Шрифт:
Интервал:
Закладка:
Она приняла большую дозу веронала, но ей все-таки не удавалось уснуть. Утром горничная, открывая в спальне шторы, сказала, что девочку всю ночь тошнило и что «показалась чуточка крови».
«Боже! Она умрет!» — мелькнуло у Денизы.
Она велела послать за доктором и встала, чтобы пойти к дочке. Надевая халат, она порывистым движением задела зеркальце, лежавшее на туалетном столике; зеркальце упало и разбилось.
— Поскорее собрать осколки, — сказала Люси. — Дурная примета…
— Замолчите! — вскричала Дениза неожиданно резко.

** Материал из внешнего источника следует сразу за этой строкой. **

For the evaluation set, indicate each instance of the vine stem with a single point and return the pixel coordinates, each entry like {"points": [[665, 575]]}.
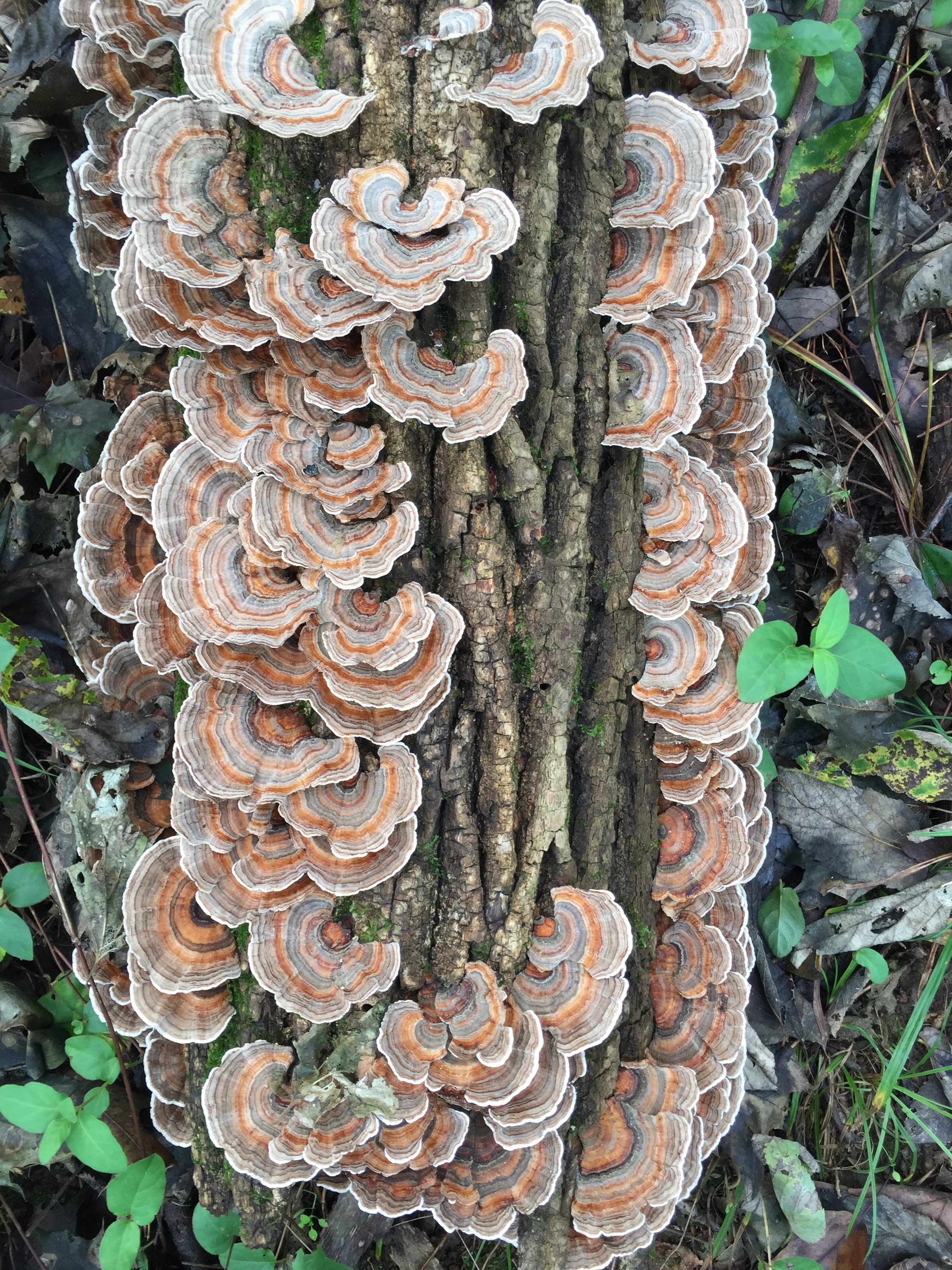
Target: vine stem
{"points": [[72, 931]]}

Потом она подумала, что это — предзнаменование и что теперь она уже не имеет права входить в детскую.
Вернувшись в буфетную, Люси сказала Феликсу:
— Не знаю, что такое с мадам, только она не в себе. Она вдруг повернулась ко мне и как-то странно на меня взглянула.
Люси была добрая, преданная женщина. Она так остро почувствовала возможность какого-то несчастья, что в течение утра несколько раз под разными предлогами входила к хозяйке. Она заставала Денизу за туалетным столиком, в полной неподвижности, с застывшим взглядом. Часов в одиннадцать она с ужасом увидела в ее руках револьвер. Эдмон дал его жене перед отъездом на юг. «Мне не хочется, чтобы вы жили в этом уединенном домике, не имея при себе оружия», — сказал он. Люси бросилась к хозяйке; та словно очнулась от какого-то оцепенения, довольно непринужденно улыбнулась и сказала:
— Не пугайтесь, Люси. Я его чистила. А вы что подумали?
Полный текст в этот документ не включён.